Myanmar opposition icon Aung San Suu Kyi said she hoped for "better days" Wednesday as the ruling junta unexpectedly allowed diplomats and reporters to attend her internationally condemned trial.

The 63-year-old smiled and looked healthy as she thanked foreign envoys for coming to Insein Prison in her first public comments since she was charged last week with breaching her house arrest, an AFP reporter inside the court said.

"Thank you very much for coming and for your support," Aung San Suu Kyi, wearing pink Burmese traditional dress, said inside the courtroom at the end of the third day of the trial.

"I can't meet you one by one, but I hope to meet you all in better days," she added.

Aung San Suu Kyi then went for a meeting with the ambassadors of Singapore and Russia and a senior diplomat from Thailand at the so-called "guest house" inside the prison compound where she is being held.

The Nobel Peace Prize winner faces up to five years in jail if convicted of charges of breaching her house arrest stemming from an incident earlier this month in which an American man, John Yettaw, swam to her lakeside house.

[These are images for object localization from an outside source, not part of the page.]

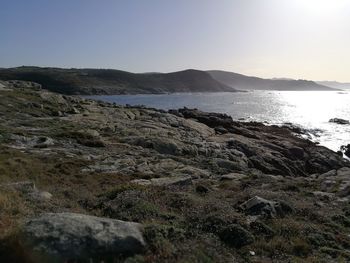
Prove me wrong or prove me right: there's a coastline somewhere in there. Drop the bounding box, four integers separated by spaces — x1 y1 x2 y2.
85 90 350 155
1 83 350 262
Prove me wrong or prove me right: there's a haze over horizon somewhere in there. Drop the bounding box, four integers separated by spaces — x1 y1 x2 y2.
1 0 350 82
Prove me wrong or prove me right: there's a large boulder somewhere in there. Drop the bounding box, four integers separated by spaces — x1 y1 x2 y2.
21 213 145 262
240 196 294 218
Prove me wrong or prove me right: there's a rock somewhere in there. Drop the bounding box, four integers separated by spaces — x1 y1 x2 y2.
130 179 152 186
34 137 55 148
10 135 55 149
80 129 100 138
131 176 192 187
128 137 184 156
68 107 80 114
174 166 210 179
1 181 52 201
318 169 337 179
240 196 276 217
76 130 105 147
29 191 53 201
240 196 293 218
178 108 234 129
6 80 42 90
51 110 63 117
329 118 350 125
341 144 350 158
3 181 36 193
0 81 7 90
21 213 145 261
39 91 67 104
181 118 215 138
214 126 228 134
214 158 240 171
218 224 254 248
318 168 350 196
312 191 335 201
220 173 248 181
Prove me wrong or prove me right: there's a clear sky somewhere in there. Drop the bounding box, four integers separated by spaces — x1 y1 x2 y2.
1 0 349 81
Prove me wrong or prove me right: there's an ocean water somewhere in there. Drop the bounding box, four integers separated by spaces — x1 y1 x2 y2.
86 91 350 152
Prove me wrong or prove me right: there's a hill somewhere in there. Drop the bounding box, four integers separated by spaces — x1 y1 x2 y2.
208 70 338 91
317 81 350 90
0 67 236 95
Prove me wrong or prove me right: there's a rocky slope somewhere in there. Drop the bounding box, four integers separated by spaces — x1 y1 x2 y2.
0 81 350 262
208 70 338 91
0 67 236 95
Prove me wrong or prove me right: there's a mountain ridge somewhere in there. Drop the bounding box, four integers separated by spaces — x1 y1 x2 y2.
317 81 350 90
0 66 340 95
0 67 236 95
208 70 338 91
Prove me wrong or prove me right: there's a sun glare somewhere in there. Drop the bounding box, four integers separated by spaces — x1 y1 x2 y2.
294 0 348 14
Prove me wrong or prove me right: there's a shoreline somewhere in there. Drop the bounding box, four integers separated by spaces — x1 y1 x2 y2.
84 93 349 157
1 83 350 262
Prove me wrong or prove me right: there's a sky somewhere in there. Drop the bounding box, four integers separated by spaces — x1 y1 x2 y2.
1 0 349 81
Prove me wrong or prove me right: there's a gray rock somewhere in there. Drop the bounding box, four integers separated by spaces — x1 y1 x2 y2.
1 181 52 201
329 118 350 125
220 173 248 181
130 137 183 155
29 191 53 201
318 168 350 196
312 191 335 200
131 176 192 187
21 213 145 261
68 107 80 114
34 137 55 148
318 169 337 179
215 158 240 171
174 166 210 179
3 181 36 193
10 135 55 149
6 80 42 90
240 196 293 218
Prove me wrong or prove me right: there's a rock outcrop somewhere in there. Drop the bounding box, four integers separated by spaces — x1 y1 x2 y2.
21 213 145 262
329 118 350 125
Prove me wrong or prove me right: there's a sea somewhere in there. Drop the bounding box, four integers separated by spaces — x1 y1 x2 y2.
86 90 350 153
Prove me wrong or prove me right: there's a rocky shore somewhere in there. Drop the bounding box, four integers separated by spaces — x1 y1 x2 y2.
0 81 350 262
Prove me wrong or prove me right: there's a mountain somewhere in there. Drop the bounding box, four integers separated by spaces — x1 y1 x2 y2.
317 81 350 90
0 67 237 95
208 70 338 91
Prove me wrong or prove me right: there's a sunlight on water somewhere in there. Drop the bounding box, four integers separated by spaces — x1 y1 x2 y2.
87 91 350 152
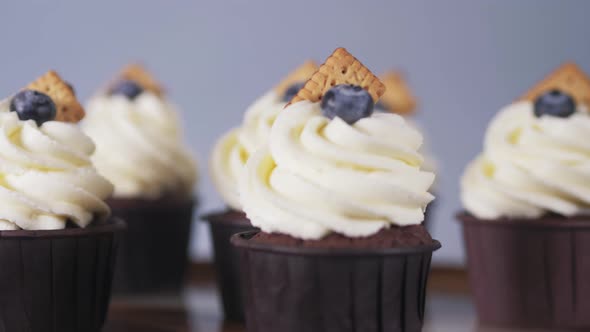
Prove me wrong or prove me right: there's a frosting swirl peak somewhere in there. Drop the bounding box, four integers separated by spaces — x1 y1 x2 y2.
461 100 590 219
0 109 113 230
240 101 435 240
83 92 197 199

The surprise move by the military regime to allow some diplomats and media access to the trial followed intense international pressure and a scathing condemnation by Myanmar's normally placid Southeast Asian neighbours.

Authorities held the first two days of hearings behind closed doors and had turned away European diplomats on Monday, but on Wednesday said representatives from all 30 foreign embassies would be allowed in.

The regime also allowed five journalists from foreign news organisations and the same number from local organisations to report on the hearing.

Details had previously emerged only in state media or through Aung San Suu Kyi's lawyers.

Not much confidence

There was no immediate information available on her meeting with the Thai, Singaporean and Russian envoys ? a rare encounter with the outside world for Aung San Suu Kyi, who is normally kept in virtual isolation at her home.

But diplomats said they did not have much confidence in the trial.

"I think this is a story where the conclusion is already scripted," the British ambassador to Yangon, Mark Canning, told the BBC.

"I don't have any confidence in the outcome. While the access we had today was very welcome, it doesn't change the fundamental problem."

Aung San Suu Kyi has spent 13 of the last 19 years in detention since the regime refused to recognise her party's landslide victory in the last elections to be held in Myanmar in 1990.

Thailand was picked because it holds the chairmanship of the Association of Southeast Asian Nations (ASEAN), while the Singaporean envoy is the doyen of Yangon's diplomatic corps and Russia heads the UN Security Council.

Asked to explain the regime's apparent change of heart, a western diplomat said that following international pressure on the ruling generals, particularly by ASEAN, "one has to ask if all these pressures played a role."

Suu Kyi's trial

The Southeast Asian bloc, which has faced trouble with Myanmar since admitting the country in 1997, warned on Tuesday that the regime's "honour and credibility" were at stake over Aung San Suu Kyi's trial.

EU nations have said they are mulling tighter sanctions over the handling of the trial, while US President Barack Obama formally extended American sanctions last week.

Critics say the junta has trumped up the charges to keep Aung San Suu Kyi locked up during elections due next year, and also to beat a 27 May deadline when her latest six-year period of detention expires.

The trial on Wednesday heard from only one police witness about the arrest of Yettaw, who used a pair of homemade flippers to swim across the lake before spending two days at Aung San Suu Kyi's residence.

Yettaw, a 53-year-old former US army veteran from Missouri, and two female aides who live with the opposition leader are also on trial.

Aung San Suu Kyi's lawyers have described Yettaw as a "fool" and said she only allowed the American, reportedly a diabetic, to stay after he complained of suffering from leg cramps.